伝説のソムリエール 8
「いまだに受け入れらんねぇんだよなぁ、チバさんがいいねぇなんて。もうさ、チバさんのことを思うとすぐに涙が出てくるんだよね。」
「そうなの、この人ね、月命日には今も献杯してるの。ボロボロ泣きながら。」
ヤツの言うチバさんとは、少し前に亡くなったTHEE MICHELLE GUN ELEPHANTのチバユウスケだ。自分の親兄弟が亡くなったかのように、ヤツはチバさんのことを語る。「あんな人二度と出てこねえよ。俺は世界で1番チバさんを尊敬してる。あの人がいなかったら今の俺はここにいねぇからな」
店内にはミッシェルのポスターが貼ってある。BGMもいつの間にかUAやAJICOからミッシェルに変わっていた。
正直に言って、あの頃、俺はミッシェルにハマらなかった。彼らが爆発的に売れたのは、俺が大学生のころ。彼らはモッズスーツでガレージパンクのような音楽をやっていたのだが、そのスタイルが、俺にはピンとこなかった。その少し前、高校時代の俺はUKに憧れ、ロンドンに渡り、モッズスーツを仕立てて帰って来て、それを着てパンクバンドをやった。そんな風にティーンエイジャーが、音楽やファッションのクラシックなスタイルを追いかけたり模倣したりするのは、まぁよくある話だし、たいていみんなそこから始めるものだ。だから、プロのミュージシャンの音や容姿が、あからさまにどこかのジャンルのものだと分かってしまうと、なんだかそれは違う気がしまった。

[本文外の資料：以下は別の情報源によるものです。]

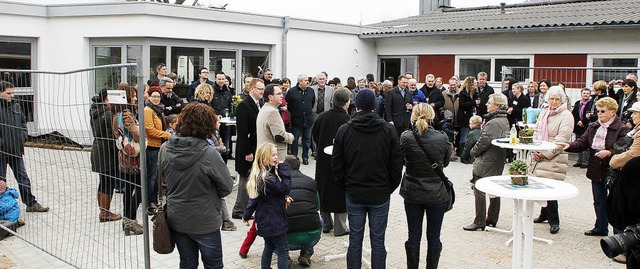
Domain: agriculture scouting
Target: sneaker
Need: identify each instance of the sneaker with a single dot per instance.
(37, 207)
(228, 225)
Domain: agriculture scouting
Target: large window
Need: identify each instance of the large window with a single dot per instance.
(493, 67)
(18, 55)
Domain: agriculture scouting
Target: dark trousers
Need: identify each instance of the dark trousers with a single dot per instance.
(415, 216)
(132, 195)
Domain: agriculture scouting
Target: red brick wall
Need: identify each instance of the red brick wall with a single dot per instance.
(438, 65)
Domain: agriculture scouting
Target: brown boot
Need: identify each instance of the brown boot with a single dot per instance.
(104, 202)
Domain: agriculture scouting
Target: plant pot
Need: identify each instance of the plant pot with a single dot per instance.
(526, 140)
(520, 180)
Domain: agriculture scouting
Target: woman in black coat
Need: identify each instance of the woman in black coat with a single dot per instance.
(332, 196)
(104, 154)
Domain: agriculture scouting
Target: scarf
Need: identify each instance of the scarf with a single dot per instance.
(601, 134)
(583, 105)
(543, 126)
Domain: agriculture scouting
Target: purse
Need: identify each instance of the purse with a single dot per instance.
(162, 240)
(438, 170)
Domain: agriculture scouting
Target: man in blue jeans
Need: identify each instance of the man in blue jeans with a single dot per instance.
(13, 134)
(367, 161)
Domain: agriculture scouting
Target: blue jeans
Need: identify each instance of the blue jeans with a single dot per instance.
(378, 215)
(152, 176)
(280, 246)
(599, 204)
(20, 173)
(415, 216)
(306, 141)
(209, 245)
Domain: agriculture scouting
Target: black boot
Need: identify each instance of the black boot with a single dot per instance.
(413, 256)
(433, 256)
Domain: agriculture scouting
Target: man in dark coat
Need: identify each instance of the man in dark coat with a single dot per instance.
(367, 162)
(13, 134)
(484, 90)
(398, 104)
(300, 102)
(332, 196)
(434, 97)
(246, 115)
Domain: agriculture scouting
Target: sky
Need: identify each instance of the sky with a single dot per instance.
(340, 11)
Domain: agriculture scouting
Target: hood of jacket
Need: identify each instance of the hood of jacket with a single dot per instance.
(367, 122)
(184, 151)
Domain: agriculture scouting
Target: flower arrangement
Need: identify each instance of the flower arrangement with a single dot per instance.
(518, 172)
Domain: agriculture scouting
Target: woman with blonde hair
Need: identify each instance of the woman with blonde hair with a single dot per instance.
(268, 187)
(423, 190)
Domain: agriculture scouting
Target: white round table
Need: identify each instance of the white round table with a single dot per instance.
(539, 189)
(523, 151)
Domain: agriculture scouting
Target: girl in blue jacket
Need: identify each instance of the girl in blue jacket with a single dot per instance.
(269, 185)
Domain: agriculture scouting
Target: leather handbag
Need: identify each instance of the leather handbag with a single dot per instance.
(162, 240)
(438, 170)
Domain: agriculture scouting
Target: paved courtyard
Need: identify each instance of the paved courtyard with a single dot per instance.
(68, 187)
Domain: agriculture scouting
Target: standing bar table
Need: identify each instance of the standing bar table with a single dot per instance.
(539, 189)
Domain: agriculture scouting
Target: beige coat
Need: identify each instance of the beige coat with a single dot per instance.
(619, 160)
(555, 162)
(270, 128)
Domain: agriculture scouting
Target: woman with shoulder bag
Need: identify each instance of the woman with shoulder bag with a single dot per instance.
(423, 190)
(125, 129)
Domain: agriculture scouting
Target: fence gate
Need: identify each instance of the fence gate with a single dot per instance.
(57, 161)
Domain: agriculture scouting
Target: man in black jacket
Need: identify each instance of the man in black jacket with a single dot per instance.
(484, 90)
(367, 162)
(398, 104)
(13, 134)
(172, 103)
(434, 97)
(300, 101)
(204, 78)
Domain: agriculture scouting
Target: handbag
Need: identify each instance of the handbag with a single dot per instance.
(438, 170)
(162, 240)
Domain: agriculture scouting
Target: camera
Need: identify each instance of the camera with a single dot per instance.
(621, 243)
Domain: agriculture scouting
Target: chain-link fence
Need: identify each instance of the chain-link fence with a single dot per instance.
(56, 107)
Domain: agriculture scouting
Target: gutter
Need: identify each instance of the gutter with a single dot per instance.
(285, 33)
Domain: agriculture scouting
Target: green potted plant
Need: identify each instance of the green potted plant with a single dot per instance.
(518, 172)
(526, 135)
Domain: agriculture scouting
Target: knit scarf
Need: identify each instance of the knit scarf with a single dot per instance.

シンプルな高速ビートはわかりやすくノリやすい。ライブハウスやフェスでそれは盛り上がるだろう。だが、あの頃も俺はもっと音楽に多様性を求めていたし、何にも似ていない。どこにも属さない、そんな音楽を作り出すミュージシャンこそが、その頃の俺の興味の中心にあった。だから言葉は悪いが、音楽番組で初めてミッシェルを見たとき、なんだか子供っぽいな、いまさらだな、と思っていた。俺らより少し上の世代のミュージシャンであったゆえ、その彼らが60年代UKのようなスタイルでテレビに出てくることに違和感を覚えていた。
ちゃんと聴かなかった人間にどうこう言う資格はないが、それが当時の正直な印象である。
そのあと、アベフトシが急逝した時も、スラムダンクが映画になり、あのオープニングソングでBIRTHDAYSとしてのチバユウスケの声を久々に聞いた時も、俺は同じことを思い出していた。
そんな俺の個人的な思い出話など知る由もないヤツは、チバユウスケにとことん酔心している。ソムリエールは言う。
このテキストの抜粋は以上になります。